The company was turned upside after Musk told his Twitter followers in an Aug. 7 post that he secured “funding” to take Tesla private at $420 per share, far more than the company’s worth. His tweet followed a report suggesting Saudi Arabia became a major Tesla shareholder earlier this year. The announcement roiled the company and prompted a full-blown federal investigation.

“Moving forward, we will continue to focus on what matters most: building products that people love and that make a difference to the shared future of life on Earth,” he wrote in Friday’s blog post. “We’ve shown that we can make great sustainable energy products, and we now need to show that we can be sustainably profitable.”

One of the major sticking points for shareholders, Musk explained in the post, was their inability to hold shares in the company were it to go private. (RELATED: What Happens To Tesla Devotees If Musk Takes The Company Private?)

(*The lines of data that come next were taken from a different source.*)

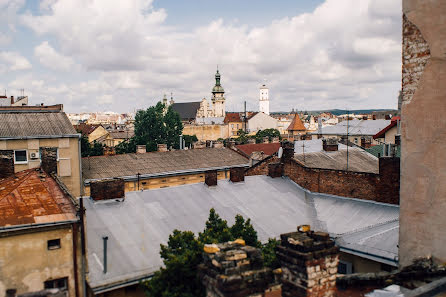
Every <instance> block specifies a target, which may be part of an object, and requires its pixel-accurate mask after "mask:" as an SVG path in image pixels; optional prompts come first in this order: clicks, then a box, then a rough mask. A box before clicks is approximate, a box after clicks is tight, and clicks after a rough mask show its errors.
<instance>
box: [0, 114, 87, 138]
mask: <svg viewBox="0 0 446 297" xmlns="http://www.w3.org/2000/svg"><path fill="white" fill-rule="evenodd" d="M45 137H78V134H77V132H76V130H75V129H74V127H73V125H71V123H70V120H69V119H68V117H67V115H66V114H65V113H64V112H54V111H50V112H46V111H31V112H24V111H23V112H0V139H1V138H18V139H24V138H45Z"/></svg>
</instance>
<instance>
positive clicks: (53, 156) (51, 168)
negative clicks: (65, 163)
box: [40, 147, 57, 174]
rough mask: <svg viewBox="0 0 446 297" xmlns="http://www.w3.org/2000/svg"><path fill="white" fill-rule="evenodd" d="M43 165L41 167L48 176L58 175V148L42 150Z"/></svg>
mask: <svg viewBox="0 0 446 297" xmlns="http://www.w3.org/2000/svg"><path fill="white" fill-rule="evenodd" d="M40 155H41V159H42V161H41V163H40V167H41V168H42V169H43V171H45V172H46V173H48V174H51V173H53V172H54V173H55V174H57V147H41V148H40Z"/></svg>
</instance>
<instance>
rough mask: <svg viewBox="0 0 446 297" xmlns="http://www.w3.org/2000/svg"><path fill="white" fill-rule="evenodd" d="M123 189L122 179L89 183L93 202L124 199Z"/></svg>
mask: <svg viewBox="0 0 446 297" xmlns="http://www.w3.org/2000/svg"><path fill="white" fill-rule="evenodd" d="M124 187H125V183H124V180H123V179H122V178H114V179H104V180H99V181H93V182H91V183H90V196H91V198H93V199H94V200H106V199H115V198H124V196H125V191H124Z"/></svg>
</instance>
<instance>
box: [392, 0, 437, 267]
mask: <svg viewBox="0 0 446 297" xmlns="http://www.w3.org/2000/svg"><path fill="white" fill-rule="evenodd" d="M403 13H404V17H403V82H402V84H403V92H402V93H403V104H402V115H401V117H402V126H401V128H402V131H401V132H402V133H401V134H402V139H401V142H402V147H401V165H402V166H401V205H400V243H399V247H400V248H399V259H400V265H401V266H406V265H408V264H410V263H411V261H412V260H413V259H414V258H416V257H425V256H432V257H433V259H434V260H435V261H437V262H442V263H444V262H446V248H445V245H446V216H445V215H444V214H445V213H446V182H445V181H446V170H445V169H446V158H445V151H446V121H445V119H444V115H445V114H446V18H445V17H444V16H445V15H446V1H444V0H430V1H425V0H403ZM428 51H429V52H430V58H428V55H427V52H428ZM418 55H419V57H418V58H416V57H417V56H418ZM426 62H427V63H426ZM423 69H424V71H423ZM421 72H422V74H421V75H420V73H421Z"/></svg>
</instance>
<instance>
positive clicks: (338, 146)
mask: <svg viewBox="0 0 446 297" xmlns="http://www.w3.org/2000/svg"><path fill="white" fill-rule="evenodd" d="M338 147H339V144H338V140H337V139H336V138H326V139H322V149H323V150H324V151H326V152H335V151H337V150H338Z"/></svg>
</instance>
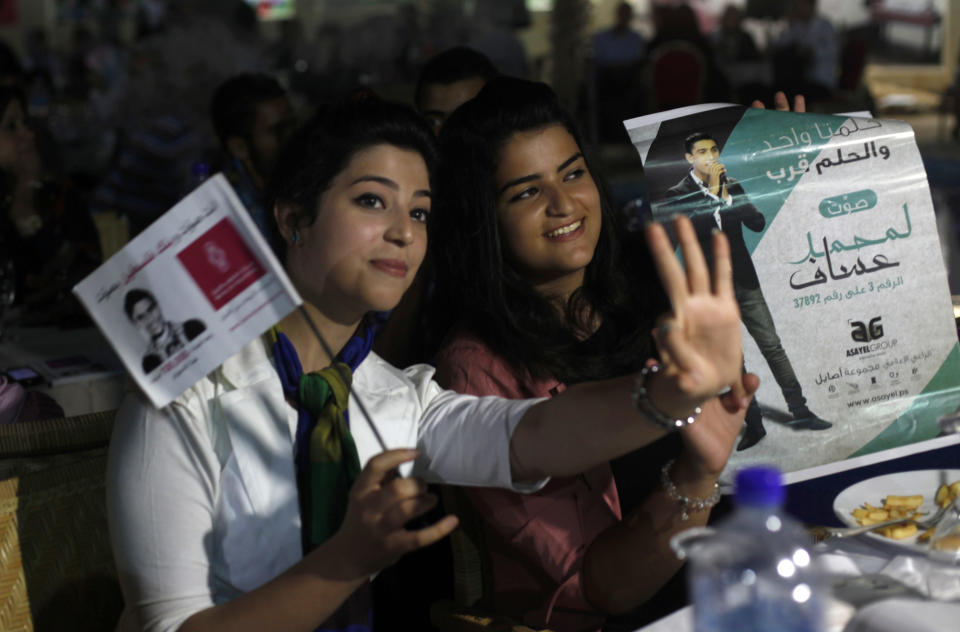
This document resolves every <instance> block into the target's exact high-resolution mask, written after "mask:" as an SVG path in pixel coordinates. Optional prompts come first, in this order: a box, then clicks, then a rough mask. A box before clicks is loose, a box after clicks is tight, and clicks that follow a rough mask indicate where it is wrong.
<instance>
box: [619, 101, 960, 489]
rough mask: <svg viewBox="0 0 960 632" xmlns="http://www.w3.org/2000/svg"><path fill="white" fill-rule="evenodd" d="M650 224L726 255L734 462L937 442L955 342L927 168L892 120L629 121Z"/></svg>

“(A) number of institutional shareholders have explained that they have internal compliance issues that limit how much they can invest in a private company. There is also no proven path for most retail investors to own shares if we were private,” he added.
This is a decidedly different tone than the one Musk made during the original tweet announcing the plan.

Musk initially told his followers on Twitter that they’d be able to own and keep their stock if the company went private. But financial rules prevent everyone who currently holds public shares from seamlessly moving into the private side, because there are different tiers of shareholders.

Musk’s gamble was likely a strategic move, one designed to limit distractions while Tesla produces the highly touted Model 3.

Private company management is not subject to the usual public monitoring and scrutiny of those that go public — analysts, short sellers and regulatory agencies, for instance, provide people information about Tesla before they purchase shares. Tesla has become a kicking boy for short sellers who are critical of the company’s business model.